18 Sus palabras agradaron a Hamor y a su hijo Siquem. 19 El joven no tardó en hacerlo, porque se deleitaba en la hija de Jacob. Y él era el más honrado de toda la casa de su padre. 20 Así que Hamor y su hijo Siquem fueron a la puerta de su ciudad y hablaron a los hombres de ella, diciendo: 21 «Estos hombres son pacíficos con nosotros. Que habiten en la tierra y comercien en ella; la tierra es bastante amplia para ellos. Tomaremos a sus hijas por esposas y les daremos las nuestras. 22 Pero solo con esta condición aceptarán estos hombres habitar con nosotros como un solo pueblo: que se circuncide todo varón entre nosotros, así como ellos están circuncidados. 23 ¿Acaso no serán nuestros su ganado, sus posesiones y todos sus animales? Solo pongámonos de acuerdo con ellos, y habitarán con nosotros».

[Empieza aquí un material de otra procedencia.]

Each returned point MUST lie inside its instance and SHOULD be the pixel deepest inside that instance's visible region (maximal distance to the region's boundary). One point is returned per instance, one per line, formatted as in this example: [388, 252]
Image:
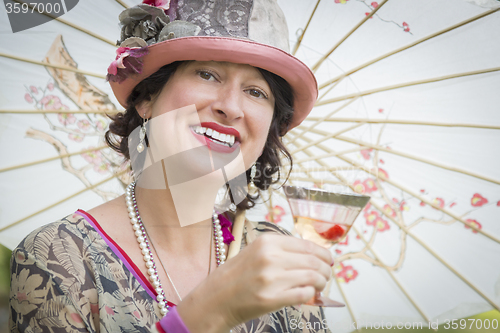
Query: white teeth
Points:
[222, 137]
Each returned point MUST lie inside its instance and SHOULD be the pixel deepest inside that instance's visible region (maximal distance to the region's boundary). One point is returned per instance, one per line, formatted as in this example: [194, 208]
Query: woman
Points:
[87, 273]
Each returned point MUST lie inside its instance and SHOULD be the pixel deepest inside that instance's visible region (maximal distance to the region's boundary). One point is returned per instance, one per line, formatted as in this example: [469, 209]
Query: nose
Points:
[229, 103]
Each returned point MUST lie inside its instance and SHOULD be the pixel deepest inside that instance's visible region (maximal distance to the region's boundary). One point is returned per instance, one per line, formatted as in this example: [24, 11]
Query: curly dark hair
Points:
[268, 164]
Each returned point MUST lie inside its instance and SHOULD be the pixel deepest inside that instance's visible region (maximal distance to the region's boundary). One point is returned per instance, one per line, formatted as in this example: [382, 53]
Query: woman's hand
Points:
[272, 272]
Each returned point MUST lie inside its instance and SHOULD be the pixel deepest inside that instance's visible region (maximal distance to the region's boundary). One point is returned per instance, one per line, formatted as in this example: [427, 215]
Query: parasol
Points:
[408, 114]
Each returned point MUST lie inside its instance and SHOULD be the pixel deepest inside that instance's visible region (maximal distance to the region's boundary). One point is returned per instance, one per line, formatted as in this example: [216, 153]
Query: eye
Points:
[206, 75]
[257, 93]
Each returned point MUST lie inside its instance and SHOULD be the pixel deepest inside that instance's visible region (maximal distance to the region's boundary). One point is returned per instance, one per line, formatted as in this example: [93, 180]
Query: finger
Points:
[293, 261]
[303, 246]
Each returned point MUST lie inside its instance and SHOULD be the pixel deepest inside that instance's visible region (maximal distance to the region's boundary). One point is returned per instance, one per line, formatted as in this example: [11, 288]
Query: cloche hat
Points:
[254, 32]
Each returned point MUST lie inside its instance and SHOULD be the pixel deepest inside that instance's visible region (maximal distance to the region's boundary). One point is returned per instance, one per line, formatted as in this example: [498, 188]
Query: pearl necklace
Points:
[140, 233]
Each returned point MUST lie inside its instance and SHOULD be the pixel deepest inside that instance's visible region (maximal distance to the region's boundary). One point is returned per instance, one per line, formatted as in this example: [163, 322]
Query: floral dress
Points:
[68, 276]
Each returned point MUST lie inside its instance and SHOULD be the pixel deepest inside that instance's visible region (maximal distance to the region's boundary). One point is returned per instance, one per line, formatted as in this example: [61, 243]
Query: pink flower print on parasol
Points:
[276, 214]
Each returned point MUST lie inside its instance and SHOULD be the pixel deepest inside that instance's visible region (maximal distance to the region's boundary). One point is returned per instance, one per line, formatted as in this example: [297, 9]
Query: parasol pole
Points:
[81, 111]
[239, 223]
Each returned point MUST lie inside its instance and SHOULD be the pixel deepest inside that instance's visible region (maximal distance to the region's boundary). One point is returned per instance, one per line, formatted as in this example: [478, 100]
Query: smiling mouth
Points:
[219, 138]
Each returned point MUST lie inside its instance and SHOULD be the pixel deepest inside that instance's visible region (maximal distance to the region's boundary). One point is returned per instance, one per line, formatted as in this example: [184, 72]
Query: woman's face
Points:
[233, 100]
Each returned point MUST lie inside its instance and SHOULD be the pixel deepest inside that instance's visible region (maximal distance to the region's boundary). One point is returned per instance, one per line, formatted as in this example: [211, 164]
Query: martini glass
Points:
[324, 218]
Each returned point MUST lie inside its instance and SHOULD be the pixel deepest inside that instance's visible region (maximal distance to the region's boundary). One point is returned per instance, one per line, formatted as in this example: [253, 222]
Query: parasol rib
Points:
[320, 157]
[88, 32]
[405, 229]
[320, 98]
[401, 122]
[371, 62]
[407, 84]
[323, 58]
[416, 195]
[10, 225]
[391, 274]
[327, 136]
[403, 188]
[106, 112]
[19, 166]
[305, 29]
[403, 154]
[123, 4]
[36, 62]
[321, 119]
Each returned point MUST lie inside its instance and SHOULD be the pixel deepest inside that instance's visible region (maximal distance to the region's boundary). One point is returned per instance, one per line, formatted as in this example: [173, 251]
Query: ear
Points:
[144, 109]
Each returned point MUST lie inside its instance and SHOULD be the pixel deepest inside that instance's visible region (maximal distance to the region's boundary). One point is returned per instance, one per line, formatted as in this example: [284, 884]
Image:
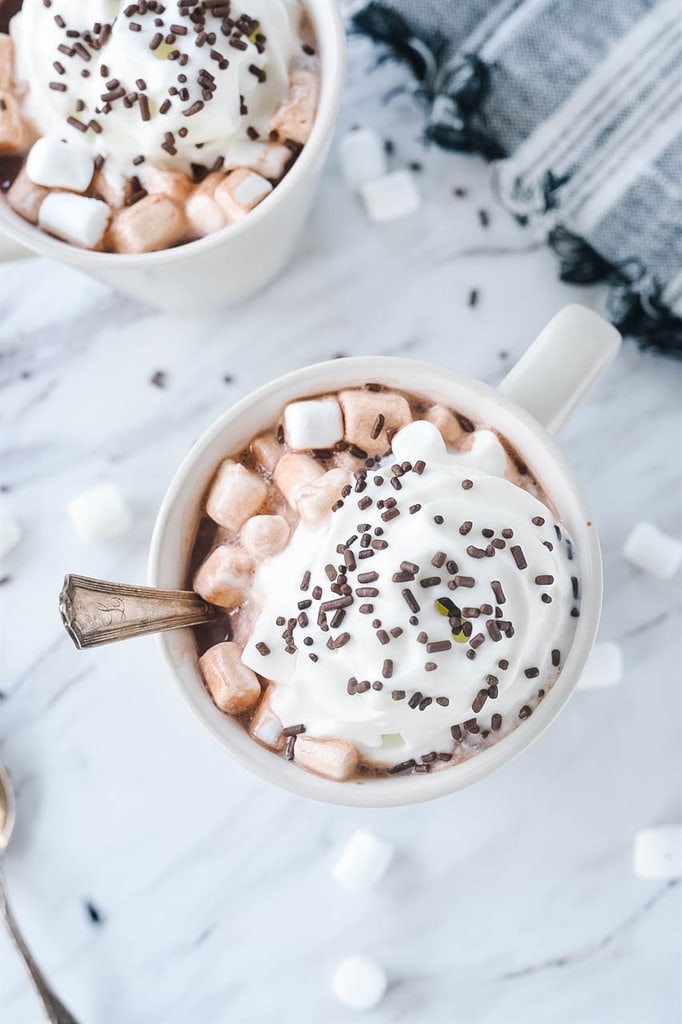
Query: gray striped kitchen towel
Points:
[580, 104]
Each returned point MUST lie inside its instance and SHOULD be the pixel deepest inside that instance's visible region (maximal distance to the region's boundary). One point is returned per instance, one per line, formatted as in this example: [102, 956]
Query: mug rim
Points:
[327, 16]
[399, 790]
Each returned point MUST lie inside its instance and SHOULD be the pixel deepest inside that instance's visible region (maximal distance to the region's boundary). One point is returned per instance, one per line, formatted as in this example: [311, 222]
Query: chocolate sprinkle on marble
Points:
[518, 556]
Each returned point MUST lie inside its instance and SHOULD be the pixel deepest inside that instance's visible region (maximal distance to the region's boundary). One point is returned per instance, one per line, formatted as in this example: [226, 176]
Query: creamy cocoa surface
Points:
[144, 126]
[379, 613]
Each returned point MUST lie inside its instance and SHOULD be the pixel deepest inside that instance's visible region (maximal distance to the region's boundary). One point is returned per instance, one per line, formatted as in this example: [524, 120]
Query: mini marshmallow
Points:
[13, 133]
[446, 424]
[77, 219]
[10, 534]
[649, 549]
[150, 225]
[335, 759]
[113, 188]
[269, 159]
[224, 577]
[202, 211]
[314, 501]
[99, 513]
[313, 424]
[657, 852]
[265, 726]
[295, 471]
[264, 536]
[25, 198]
[53, 164]
[294, 118]
[363, 157]
[6, 61]
[173, 184]
[393, 196]
[359, 983]
[603, 668]
[364, 861]
[266, 450]
[236, 494]
[233, 687]
[364, 412]
[241, 192]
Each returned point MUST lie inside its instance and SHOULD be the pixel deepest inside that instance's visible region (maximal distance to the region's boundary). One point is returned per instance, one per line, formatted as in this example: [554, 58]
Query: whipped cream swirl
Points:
[174, 84]
[424, 611]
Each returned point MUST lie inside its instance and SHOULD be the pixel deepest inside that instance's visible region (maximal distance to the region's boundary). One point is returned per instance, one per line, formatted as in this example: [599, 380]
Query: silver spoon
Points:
[55, 1011]
[95, 611]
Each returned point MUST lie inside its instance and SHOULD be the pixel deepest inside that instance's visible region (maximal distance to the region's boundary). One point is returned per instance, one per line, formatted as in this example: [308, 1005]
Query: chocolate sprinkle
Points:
[518, 556]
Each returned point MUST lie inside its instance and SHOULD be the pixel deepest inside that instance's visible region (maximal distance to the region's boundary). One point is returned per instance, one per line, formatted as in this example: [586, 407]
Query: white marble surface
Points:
[510, 903]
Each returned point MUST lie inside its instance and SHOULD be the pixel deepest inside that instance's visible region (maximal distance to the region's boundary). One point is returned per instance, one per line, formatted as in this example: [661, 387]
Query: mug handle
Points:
[561, 365]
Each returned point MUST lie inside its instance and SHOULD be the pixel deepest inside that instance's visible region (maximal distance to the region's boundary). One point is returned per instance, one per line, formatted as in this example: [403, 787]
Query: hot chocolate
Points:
[398, 591]
[136, 127]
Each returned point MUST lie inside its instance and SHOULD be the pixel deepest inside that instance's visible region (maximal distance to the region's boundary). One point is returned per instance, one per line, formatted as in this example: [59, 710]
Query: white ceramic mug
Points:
[224, 267]
[529, 406]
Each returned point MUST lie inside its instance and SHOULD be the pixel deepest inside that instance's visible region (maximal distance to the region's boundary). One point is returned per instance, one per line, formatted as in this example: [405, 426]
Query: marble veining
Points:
[513, 902]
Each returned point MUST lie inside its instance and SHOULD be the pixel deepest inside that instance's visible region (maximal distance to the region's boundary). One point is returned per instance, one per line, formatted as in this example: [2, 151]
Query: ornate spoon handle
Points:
[55, 1011]
[95, 611]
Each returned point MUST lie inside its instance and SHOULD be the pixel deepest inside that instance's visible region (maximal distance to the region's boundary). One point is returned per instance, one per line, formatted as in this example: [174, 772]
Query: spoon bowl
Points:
[7, 810]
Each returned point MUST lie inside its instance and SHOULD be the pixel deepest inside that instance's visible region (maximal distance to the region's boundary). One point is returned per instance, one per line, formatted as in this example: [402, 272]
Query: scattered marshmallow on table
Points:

24 Todos los que salían por la puerta de su ciudad escucharon a Hamor y a su hijo Siquem, y todo varón fue circuncidado, todos los que salían por la puerta de su ciudad. 25 Al tercer día, mientras ellos aún sufrían el dolor, dos de los hijos de Jacob —Simeón y Leví, hermanos de Dina— tomaron cada uno su espada, cayeron sobre la ciudad desprevenida y mataron a todo varón. 26 A Hamor y a su hijo Siquem los mataron a filo de espada, sacaron a Dina de la casa de Siquem y se fueron. 27 Los hijos de Jacob cayeron sobre los muertos y saquearon la ciudad, porque allí habían deshonrado a su hermana. 28 Se llevaron sus ovejas, sus vacas, sus asnos y todo lo que había en la ciudad y en el campo. 29 Se llevaron cautivas todas sus riquezas, todos sus pequeños y sus mujeres, saqueando todo lo que había en las casas. 30 Entonces Jacob les dijo a Simeón y a Leví: «Me han traído desgracia, haciéndome odioso entre los habitantes de esta tierra, los cananeos y los ferezeos. Mis hombres son pocos en número; si se juntan contra mí y me atacan, seré destruido, yo y mi casa».
31 Pero ellos respondieron: «¿Acaso había de tratar a nuestra hermana como a una prostituta?»